The vultures are circling
The descent of the Co-operative Bank from beacon of banking biodiversity to plaything of political and financial schemers continues apace. Now we hear that two New York ‘vulture funds’, Aurelius Capital Management and Silver Point, have bought a controlling stake in one of the bank’s subordinated debt issues — creating a risk of higher losses for thousands of small bondholders if the vultures behave according to type. ‘We’re not here to cause mischief,’ said their spokesman, but they’re certainly not here to cause joy in a historic institution with a £1.5 billion hole in its balance sheet.
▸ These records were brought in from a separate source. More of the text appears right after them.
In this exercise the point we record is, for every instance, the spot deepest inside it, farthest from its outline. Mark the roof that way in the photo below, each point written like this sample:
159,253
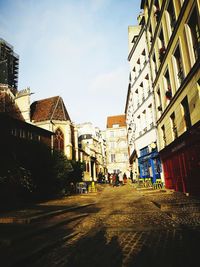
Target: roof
9,107
52,108
117,119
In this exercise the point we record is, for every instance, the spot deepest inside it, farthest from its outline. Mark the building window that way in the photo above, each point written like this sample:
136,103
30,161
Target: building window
163,135
144,151
168,90
194,31
59,140
174,127
161,45
156,10
111,133
186,113
112,144
154,64
112,157
150,115
159,106
172,15
115,125
179,65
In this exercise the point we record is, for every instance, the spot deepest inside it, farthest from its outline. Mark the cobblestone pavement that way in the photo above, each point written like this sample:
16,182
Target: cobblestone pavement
126,229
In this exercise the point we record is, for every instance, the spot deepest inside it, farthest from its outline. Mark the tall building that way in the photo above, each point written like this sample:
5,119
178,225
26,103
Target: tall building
116,144
51,114
140,107
173,37
9,63
92,147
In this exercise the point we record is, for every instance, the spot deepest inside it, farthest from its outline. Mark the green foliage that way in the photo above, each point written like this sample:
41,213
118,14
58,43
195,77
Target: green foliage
61,169
31,169
77,174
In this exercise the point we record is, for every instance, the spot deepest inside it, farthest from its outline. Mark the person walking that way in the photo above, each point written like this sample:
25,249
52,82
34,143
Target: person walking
124,178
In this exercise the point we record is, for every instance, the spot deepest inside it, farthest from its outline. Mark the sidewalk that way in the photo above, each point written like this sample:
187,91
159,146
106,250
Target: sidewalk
185,210
19,224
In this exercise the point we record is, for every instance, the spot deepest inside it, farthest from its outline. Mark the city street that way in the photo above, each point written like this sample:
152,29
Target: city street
119,226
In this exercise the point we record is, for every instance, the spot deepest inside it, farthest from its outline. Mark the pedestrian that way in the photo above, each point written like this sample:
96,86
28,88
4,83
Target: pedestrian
131,176
116,179
124,178
109,177
120,178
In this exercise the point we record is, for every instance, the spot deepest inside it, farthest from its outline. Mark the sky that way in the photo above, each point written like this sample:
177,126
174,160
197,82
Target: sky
76,49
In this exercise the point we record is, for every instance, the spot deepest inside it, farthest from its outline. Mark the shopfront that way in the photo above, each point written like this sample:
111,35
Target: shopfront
149,163
181,162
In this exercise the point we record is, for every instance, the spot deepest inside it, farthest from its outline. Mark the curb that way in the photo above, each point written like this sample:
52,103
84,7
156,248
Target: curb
45,215
39,251
6,243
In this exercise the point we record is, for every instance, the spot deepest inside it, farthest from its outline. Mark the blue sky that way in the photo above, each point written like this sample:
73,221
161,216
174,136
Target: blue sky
73,48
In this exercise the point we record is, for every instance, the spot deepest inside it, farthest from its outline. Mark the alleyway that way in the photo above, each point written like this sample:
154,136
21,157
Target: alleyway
126,228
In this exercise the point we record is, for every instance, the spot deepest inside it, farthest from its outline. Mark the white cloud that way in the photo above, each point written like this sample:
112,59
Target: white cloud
110,82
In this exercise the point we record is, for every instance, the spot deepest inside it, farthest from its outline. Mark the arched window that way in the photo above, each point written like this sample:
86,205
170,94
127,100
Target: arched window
59,140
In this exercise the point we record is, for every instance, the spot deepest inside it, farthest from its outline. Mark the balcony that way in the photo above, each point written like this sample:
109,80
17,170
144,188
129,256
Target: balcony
168,94
157,14
162,52
180,76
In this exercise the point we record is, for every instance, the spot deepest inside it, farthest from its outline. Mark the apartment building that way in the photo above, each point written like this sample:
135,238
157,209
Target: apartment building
116,144
173,38
140,107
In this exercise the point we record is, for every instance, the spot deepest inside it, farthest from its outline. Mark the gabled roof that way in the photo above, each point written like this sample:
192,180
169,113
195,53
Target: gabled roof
52,108
9,107
117,119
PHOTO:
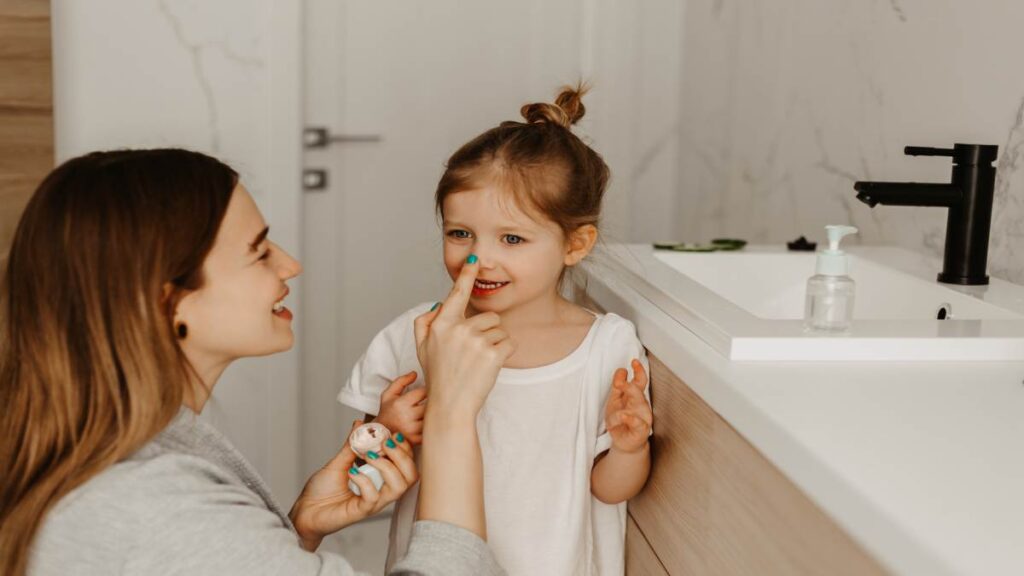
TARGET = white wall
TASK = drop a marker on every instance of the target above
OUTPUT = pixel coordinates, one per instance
(223, 78)
(785, 104)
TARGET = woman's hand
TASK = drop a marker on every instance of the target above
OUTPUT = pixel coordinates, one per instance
(461, 357)
(402, 411)
(628, 416)
(327, 504)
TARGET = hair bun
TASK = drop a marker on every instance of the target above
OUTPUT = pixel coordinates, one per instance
(566, 111)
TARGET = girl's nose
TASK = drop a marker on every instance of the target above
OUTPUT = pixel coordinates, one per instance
(483, 256)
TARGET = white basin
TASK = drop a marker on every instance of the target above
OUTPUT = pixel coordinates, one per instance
(749, 304)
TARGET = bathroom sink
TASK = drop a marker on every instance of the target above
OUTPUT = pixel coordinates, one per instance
(750, 304)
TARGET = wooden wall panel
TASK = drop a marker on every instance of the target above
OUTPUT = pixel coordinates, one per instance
(640, 559)
(26, 107)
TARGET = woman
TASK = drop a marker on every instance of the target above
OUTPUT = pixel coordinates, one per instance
(134, 279)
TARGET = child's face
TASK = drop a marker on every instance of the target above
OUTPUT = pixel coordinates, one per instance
(520, 258)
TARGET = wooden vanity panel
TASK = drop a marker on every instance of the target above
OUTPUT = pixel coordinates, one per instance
(640, 559)
(715, 505)
(26, 107)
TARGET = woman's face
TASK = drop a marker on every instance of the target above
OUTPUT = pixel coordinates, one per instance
(238, 311)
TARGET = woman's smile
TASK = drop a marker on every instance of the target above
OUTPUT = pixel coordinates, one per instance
(279, 307)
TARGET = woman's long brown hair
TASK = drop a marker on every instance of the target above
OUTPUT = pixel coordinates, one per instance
(89, 366)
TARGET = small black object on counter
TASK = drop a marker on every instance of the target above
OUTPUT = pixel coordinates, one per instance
(802, 245)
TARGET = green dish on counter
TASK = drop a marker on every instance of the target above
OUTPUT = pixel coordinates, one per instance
(717, 245)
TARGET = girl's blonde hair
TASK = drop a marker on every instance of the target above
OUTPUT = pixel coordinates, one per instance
(547, 168)
(89, 365)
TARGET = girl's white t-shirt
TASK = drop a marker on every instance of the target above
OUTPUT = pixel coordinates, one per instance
(540, 430)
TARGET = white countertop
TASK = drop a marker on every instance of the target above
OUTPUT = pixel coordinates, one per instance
(923, 463)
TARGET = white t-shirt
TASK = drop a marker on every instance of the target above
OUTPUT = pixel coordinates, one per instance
(540, 430)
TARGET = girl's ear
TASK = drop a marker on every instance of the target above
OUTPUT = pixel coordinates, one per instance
(581, 242)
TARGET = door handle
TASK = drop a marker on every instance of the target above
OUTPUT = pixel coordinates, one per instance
(317, 136)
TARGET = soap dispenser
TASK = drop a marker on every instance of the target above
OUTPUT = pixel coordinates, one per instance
(829, 292)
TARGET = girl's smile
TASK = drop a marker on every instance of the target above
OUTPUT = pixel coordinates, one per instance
(485, 288)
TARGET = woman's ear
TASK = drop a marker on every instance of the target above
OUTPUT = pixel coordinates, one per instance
(581, 242)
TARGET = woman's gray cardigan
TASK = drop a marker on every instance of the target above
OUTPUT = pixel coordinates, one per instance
(187, 502)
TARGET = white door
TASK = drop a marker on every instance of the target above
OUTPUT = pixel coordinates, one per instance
(425, 77)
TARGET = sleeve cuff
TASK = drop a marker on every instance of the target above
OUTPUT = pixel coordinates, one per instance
(441, 548)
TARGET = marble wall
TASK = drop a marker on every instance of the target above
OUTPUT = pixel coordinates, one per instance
(785, 104)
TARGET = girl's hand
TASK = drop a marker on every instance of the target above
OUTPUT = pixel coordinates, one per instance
(327, 504)
(628, 416)
(461, 357)
(402, 411)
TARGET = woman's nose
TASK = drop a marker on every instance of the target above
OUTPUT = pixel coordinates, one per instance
(287, 265)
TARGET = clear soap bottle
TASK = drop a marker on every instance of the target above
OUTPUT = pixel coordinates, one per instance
(828, 305)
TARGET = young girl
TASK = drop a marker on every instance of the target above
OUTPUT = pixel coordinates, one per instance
(564, 433)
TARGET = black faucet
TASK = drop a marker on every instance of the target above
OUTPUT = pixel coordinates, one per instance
(969, 198)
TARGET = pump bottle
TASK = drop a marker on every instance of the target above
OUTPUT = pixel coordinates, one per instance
(829, 292)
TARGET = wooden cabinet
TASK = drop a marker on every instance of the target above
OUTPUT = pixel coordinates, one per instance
(715, 505)
(26, 107)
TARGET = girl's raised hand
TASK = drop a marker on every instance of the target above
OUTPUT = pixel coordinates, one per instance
(327, 504)
(628, 416)
(461, 357)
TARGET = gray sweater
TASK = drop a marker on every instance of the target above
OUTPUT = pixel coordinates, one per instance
(187, 502)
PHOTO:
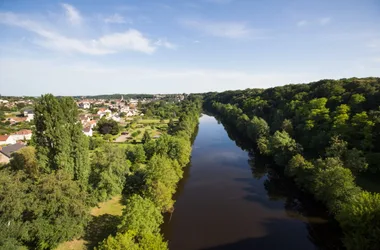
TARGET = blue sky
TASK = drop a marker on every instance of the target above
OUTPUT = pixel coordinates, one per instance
(175, 46)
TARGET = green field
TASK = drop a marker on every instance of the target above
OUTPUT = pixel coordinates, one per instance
(105, 218)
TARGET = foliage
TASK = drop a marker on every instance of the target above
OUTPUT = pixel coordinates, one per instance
(25, 159)
(58, 138)
(40, 214)
(146, 137)
(109, 170)
(360, 222)
(141, 215)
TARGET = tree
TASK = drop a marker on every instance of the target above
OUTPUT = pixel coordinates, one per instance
(25, 159)
(105, 126)
(334, 186)
(146, 137)
(257, 128)
(360, 222)
(109, 170)
(58, 137)
(40, 214)
(132, 241)
(136, 153)
(283, 147)
(141, 215)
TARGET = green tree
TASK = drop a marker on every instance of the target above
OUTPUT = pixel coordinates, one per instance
(146, 137)
(41, 214)
(141, 215)
(109, 170)
(105, 126)
(58, 138)
(360, 222)
(257, 128)
(25, 159)
(136, 153)
(283, 147)
(335, 186)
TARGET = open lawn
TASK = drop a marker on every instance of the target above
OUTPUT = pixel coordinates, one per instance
(105, 218)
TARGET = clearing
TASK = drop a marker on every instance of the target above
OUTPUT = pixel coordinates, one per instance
(105, 218)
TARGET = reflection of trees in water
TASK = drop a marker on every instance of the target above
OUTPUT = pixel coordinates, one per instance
(323, 230)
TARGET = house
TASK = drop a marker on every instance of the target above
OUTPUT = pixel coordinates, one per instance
(24, 134)
(29, 114)
(104, 112)
(14, 120)
(7, 139)
(84, 105)
(84, 119)
(6, 152)
(92, 123)
(116, 118)
(87, 131)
And they’ll stand out like frackers at a Greenpeace rally among a body of investors largely of the British left-liberal urban middle class, who were originally attracted by the Co-op Bank’s ethical policies and mutual parentage. Aurelius is run by Mark Brodsky, a former bankruptcy lawyer who had a hand in the unwinding of Enron. Silver Point is the creation of two former Goldman Sachs men — one of whom, Ed Mule, was a member of Goldmans’ so-called ‘profit enhancement’ committee, focused on cost-cutting in failing companies. Their adviser is an investment bank called Moelis & Co, whose global advisory board is chaired by none other than Lord (Mervyn) Davies of Abersoch. He’s the former Standard Chartered chief who served as trade minister under Gordon Brown; he’s also associated with a New York private equity firm called Corsair, and he’s reported to be lining up an investor group to bid for a chunk of Lloyds — though not the same chunk that Co-op Bank was unwisely lined up to buy before attracting the attention of the vultures. This is all getting a bit complicated: perhaps Mervyn should tell us what he and his American pals are up to.
The Lone Ranger
While we’re on the subject of Americans at home and abroad, my friend Colleen -Graffy, the former spokeswoman for George W. Bush writing in the Wall Street Journal, draws attention to ‘Facta’, the Foreign Account Tax Compliance Act, a measure enacted by the Obama administration that obliges foreign banks to report details of all accounts held in the names of US citizens, on pain of penalties on the banks’ US dealings. Our own government says this could impose extra costs of up to £2 billion a year on British banks alone — and according to Professor Graffy, it will provoke expatriate Americans to consider surrendering their citizenship while making banks the world over reluctant to hold Americans’ accounts, as is indeed already very much the case in Switzerland.
It’s a prime example of the Lone Ranger–style US approach to collecting taxes overseas —involving Department of Justice investigators riding roughshod over foreign governments and institutions, and shunning the kind of multilateral co-operation David Cameron tried to promote at the recent G8 meeting in Northern Ireland. And it’s another way to alienate America’s allies: our friends across the Atlantic should strive a bit harder to understand how others see them.